The full copy- and paste ready course materials are available on the course’s github page. Two particularly useful products of this course is the ppc.py helper module and the experimental template, which concludes the course. They should make it a breeze to write up your next experiment.

Day 1: Getting started

This is all about setting up a good development environment and get your python skills up to speed.

Here’s the instructor’s notes for day 1.

Day 2: Stimulus precision

This contains code and guides on how to control stimulus appearance and timing. This section of the course is dedicated to the prevention of common pitfalls.

  • All the following topics for this day are complemented by some slides which show the underlying theory and summarises best practices.
  • We with code and exercises that introduces some of the most common psychopy stimuli and present them using visual angle for size and how to do isoluminant colors using the DKL colorspace.
  • Code and exercises on the exact timing of visual and auditory stimuli. There’s also some examples of good and (common) bad practices for timing and a rescue script in case your system does not sync to the monitor’s update intervals.
  • A brief introductory code example on collecting key responses using the iohub module rather than the event module.

See also instructor’s notes for day 2.

Day 3: Experimental control

This will build on the skills learned during day 1 and 2 to build a full experiment with intro dialogue box, multiple conditions, precise stimulus delivery, saving data, etc. It really only consists of an experiment template which you can use to copy-paste useful bits from and which easily extends to more complicated situations. I also consider different ways of handling trials.

See instructor’s notes for day 3, including exercises to build the template experiment from scratch.

Material

These pages contain all the material for the course, including scripts (thoroughly commented and copy-and-paste ready), exercises, and slides. One of my primary motivations for doing this course is to help people design cool experiments without committing rookie mistakes. It also contains notes for instructors (in the presentations folder on github)

Feel free to use all content here. Attribution is nice but not mandatory. If you’re new to psychopy, go through the menu in chronological order. The course materials are licensed under the GNU GPL2 license, meaning that you are free to do with it what you want, but must keep it open source.

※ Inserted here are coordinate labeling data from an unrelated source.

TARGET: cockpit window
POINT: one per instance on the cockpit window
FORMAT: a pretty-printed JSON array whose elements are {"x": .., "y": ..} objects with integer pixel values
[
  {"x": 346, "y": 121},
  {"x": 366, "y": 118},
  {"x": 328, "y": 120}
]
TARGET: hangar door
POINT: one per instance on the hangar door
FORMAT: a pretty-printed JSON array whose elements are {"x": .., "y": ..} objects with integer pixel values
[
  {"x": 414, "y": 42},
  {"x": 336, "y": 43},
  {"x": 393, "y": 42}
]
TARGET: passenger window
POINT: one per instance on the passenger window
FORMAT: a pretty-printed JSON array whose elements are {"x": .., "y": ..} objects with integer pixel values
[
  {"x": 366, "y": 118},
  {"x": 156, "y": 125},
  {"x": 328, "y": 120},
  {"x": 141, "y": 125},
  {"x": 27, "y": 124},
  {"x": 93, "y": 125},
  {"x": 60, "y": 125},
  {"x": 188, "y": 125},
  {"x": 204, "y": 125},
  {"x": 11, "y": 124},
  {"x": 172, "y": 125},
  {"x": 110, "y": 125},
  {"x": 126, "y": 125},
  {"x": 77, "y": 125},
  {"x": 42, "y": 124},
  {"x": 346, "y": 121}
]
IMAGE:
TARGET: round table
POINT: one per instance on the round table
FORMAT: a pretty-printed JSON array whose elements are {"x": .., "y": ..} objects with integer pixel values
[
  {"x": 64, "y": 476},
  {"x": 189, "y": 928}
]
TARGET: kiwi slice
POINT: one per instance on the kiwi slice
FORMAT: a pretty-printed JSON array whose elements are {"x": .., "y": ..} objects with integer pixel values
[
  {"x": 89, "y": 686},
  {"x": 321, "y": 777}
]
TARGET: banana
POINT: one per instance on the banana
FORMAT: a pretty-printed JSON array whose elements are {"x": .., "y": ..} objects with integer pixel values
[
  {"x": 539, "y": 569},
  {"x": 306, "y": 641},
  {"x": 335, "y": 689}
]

Contact and recent courses

I’m happy to hear from you if you’d like to organize a PsychoPy course. In addition, I’m a fairly quick Python/PsychoPy developer with a flair for precision and stability, so feel free to contact me for a code-for-authorship collaboration if you need someone to write up your next experiment.

Past courses:

 

2 Comments

  1. Adesewa adelekun

    Thanks for this course. I have a question about administering psychopy experiments. Is it possible to run two experiments on one computer. Currently I have the psychopy application in the same folder where the data is collected. I has a separate application in a different folder where that experiments data is collected. Is this appropriate. Is there a better way to manage this.